Глава 52

– Брат, зачем ты убил того латыша, который поднял мятеж в чудской земле? Он пришел к тебе с войском, протянул дружескую руку, предлагая объединить силы – вся Латгалия и земля эстов были бы нынче у наших ног! Вместе с ними мы бы нынче покончили с Орденом! Брат мой, Ольгерд, зачем ты срубил ему голову?!

Чаши стоят на столе и темное пиво в расписном заморском кувшине, но никто не пьет. Кейстут – потому , что не пьет Ольгерд, а Ольгерд потому, что он не пьет ничего, кроме ключевой воды.

– Не те слова молвишь, Кейстут! – отвечает он брату, подрагивая щекой. – Ты же рыцарь, Кейстут! Я не мог стерпеть, что латгальский холоп лезет в князья и становится в ровню мне, Ольгерду, Гедиминову сыну! Кровь заговорила во мне, наша литовская княжеская кровь! И не кори меня больше! Невесть куда повернули бы мятежные эсты с латгальцами! Они убивали всех подряд! Не должно холопу зреть на своем топоре кровь боярина или рыцаря! У нас у самих холопы, Кейстут! И не кори меня больше! Я пришел к тебе не для того, чтобы вспоминать прошлое, хотя бы и прошлую кровь! Я прискакал сказать, что уже пора, ратники пойдут за нами, куда бы мы ни повели их теперь, и ты сам доказал делами, а не словом, что достоин высшей власти! Пора брать Вильну, Кейстут! Пора, не то будет поздно! Латинские попы уговорят Явнута сдать ее без бою богемскому королю или Ордену!

Кейстут поднял на брата тяжелый взор, промолчал.

– Ты долго ждал, Ольгерд! – сказал он, помедлив. – Жемайтия стонет от немецких набегов. Ты долго ждал, Ольгерд, и поссорил нас со всеми вокруг! Поляки и угры против нас, и владимирский князь Симеон тоже ворог тебе после того, как ты пограбил его волости! Ты не помог Плескову, и они отшатнулись от тебя! Латгалия усмирена и подчинена Ордену! Что скажешь, Ольгерд? Чем уравновесишь ты весы времени, на коих лежат наши с тобою княжеские головы?

– Я брошу свой меч на чашу этих весов, Кейстут! Теперь не время слов, время дел! Пора брать Вильну!

Нервное худое лицо Кейстута побледнело еще сильней.

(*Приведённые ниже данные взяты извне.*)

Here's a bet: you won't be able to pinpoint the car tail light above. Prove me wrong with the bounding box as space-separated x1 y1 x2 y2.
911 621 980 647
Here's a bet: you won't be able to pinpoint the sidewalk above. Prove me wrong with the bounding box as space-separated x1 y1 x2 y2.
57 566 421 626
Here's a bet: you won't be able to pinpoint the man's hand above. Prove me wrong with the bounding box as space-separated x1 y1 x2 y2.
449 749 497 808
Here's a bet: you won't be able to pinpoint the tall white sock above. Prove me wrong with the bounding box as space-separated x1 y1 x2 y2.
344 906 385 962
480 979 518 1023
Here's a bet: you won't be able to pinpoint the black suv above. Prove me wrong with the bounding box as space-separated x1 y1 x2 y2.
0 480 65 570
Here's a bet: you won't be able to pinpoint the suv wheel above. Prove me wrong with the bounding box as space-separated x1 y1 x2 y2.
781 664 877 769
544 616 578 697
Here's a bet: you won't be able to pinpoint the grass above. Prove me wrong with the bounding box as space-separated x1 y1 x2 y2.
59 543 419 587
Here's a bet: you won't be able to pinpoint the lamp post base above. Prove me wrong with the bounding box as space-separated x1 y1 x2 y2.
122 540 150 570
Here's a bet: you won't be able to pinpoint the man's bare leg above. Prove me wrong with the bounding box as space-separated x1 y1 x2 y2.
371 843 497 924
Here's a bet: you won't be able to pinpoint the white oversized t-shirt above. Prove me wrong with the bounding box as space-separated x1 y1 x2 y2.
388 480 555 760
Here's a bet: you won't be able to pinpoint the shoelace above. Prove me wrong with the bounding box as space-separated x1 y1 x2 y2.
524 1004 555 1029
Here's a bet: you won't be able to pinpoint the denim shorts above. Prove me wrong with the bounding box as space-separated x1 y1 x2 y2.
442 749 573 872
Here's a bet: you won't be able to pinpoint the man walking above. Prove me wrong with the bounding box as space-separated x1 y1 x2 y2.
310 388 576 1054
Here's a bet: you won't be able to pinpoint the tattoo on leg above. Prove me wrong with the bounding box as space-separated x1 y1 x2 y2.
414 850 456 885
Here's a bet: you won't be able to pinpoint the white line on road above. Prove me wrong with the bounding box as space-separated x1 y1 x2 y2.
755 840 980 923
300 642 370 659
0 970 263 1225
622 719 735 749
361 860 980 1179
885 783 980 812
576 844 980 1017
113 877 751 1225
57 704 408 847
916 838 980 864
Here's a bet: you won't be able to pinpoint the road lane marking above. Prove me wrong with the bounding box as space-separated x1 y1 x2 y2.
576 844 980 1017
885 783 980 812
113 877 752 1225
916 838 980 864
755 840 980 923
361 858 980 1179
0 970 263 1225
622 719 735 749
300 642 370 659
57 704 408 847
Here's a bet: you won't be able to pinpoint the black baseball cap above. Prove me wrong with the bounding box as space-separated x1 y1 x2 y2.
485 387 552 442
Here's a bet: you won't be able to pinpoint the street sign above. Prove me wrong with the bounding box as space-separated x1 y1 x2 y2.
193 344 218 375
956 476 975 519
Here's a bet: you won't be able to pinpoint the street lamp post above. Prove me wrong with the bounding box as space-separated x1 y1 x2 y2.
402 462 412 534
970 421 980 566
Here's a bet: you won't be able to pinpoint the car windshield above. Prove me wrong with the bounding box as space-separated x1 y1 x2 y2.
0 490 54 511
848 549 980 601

– Хорошо, Ольгерд, – сказал он, – я поведу своих воинов на Явнута! Но поклянись и ты, что не порушишь вовек нашей с тобою присяги!

Замок в Троках тонул в темноте, когда высокий, закутанный в корзно воин, по всей повадке господин, а не вассал, садился на коня. Кучка молчаливых кметей окружила его, и скоро глухой топот копыт растворился в предутренней тьме.

Никто так и не, узнал ночного гостя, никто не ведал, о чем говорил тот с хозяином. Даже Бирута не ведала ничего. На этом настоял Ольгерд. И ратники, которых назавтра стал созывать Кейстут, мыслили лишь о возможном походе на немцев или отражении очередного рыцарского набега.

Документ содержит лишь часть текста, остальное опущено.